Ask the Editor: GPC-SEC

The following question and answer appeared in an article by Daniela Held in the June 2008 issue of The Column, LCGC Europe’s e-zine.

Why does GPC–SEC require a calibration?

The primary information obtained from gel permeation chromatography (GPC)–size-exclusion chromatography (SEC) standard detectors (for example, UV, evaporative light scattering, or refractive index) is not the molar mass but the apparent concentration at a certain elution volume. It is only with the GPC–SEC calibration curve and the concentration profile from the concentration detector that all molar mass averages and the molar mass distribution can be obtained (1,2). GPC–SEC is, therefore, a relative method. The GPC–SEC calibration is based on assigning the elution volume to a molar mass. This is in contrast to high performance liquid chromatography (HPLC), where the detector response (signal intensity, peak area) is calibrated and assigned to a concentration.
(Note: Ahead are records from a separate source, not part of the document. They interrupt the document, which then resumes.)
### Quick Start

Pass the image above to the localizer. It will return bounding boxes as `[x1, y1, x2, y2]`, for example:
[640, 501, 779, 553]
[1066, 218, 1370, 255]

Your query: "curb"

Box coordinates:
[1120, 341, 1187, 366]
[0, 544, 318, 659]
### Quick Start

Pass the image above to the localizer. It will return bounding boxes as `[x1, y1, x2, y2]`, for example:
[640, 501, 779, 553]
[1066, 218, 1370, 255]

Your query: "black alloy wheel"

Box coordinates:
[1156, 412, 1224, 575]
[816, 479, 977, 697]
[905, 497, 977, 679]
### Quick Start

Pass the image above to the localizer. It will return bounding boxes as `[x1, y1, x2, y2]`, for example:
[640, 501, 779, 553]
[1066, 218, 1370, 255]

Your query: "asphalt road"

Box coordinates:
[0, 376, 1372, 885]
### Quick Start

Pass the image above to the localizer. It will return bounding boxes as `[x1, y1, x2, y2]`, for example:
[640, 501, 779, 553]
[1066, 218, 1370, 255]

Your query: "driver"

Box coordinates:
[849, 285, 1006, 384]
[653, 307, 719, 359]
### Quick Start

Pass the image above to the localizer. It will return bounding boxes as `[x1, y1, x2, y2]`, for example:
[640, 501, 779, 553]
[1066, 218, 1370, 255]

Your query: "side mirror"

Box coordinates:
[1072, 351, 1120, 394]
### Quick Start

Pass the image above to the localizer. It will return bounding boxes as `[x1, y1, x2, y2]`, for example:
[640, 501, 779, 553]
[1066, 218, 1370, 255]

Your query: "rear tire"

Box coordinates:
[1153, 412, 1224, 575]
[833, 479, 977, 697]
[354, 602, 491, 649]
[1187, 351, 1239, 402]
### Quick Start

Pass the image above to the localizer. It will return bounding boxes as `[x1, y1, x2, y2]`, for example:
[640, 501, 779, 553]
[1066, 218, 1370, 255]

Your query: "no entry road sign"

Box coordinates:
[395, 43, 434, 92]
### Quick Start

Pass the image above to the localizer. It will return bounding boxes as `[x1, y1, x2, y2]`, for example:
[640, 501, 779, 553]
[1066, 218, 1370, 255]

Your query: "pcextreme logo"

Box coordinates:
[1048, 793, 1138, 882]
Another possibility to measure the relation of the molar mass to elution volume is to apply an on-line light scattering detector (low-angle, right-angle, and multiangle laser light scattering but not evaporative light scattering) and a concentration detector (UV, refractive index, evaporative light scattering). With such a combination a calibration curve valid for a specific sample is measured with the sample itself. To obtain smooth molar mass distributions, light-scattering software programs often provide the use of fitted data, where (same as in conventional calibration curves) the molar mass/elution volume relation is fitted. Proper data analysis also requires the detector constant (calibration constant) of the light-scattering detector and of the concentration factor (response factor). For the concentration detector, the constant is comparable to detector calibrations performed in HPLC and obtained in a similar way.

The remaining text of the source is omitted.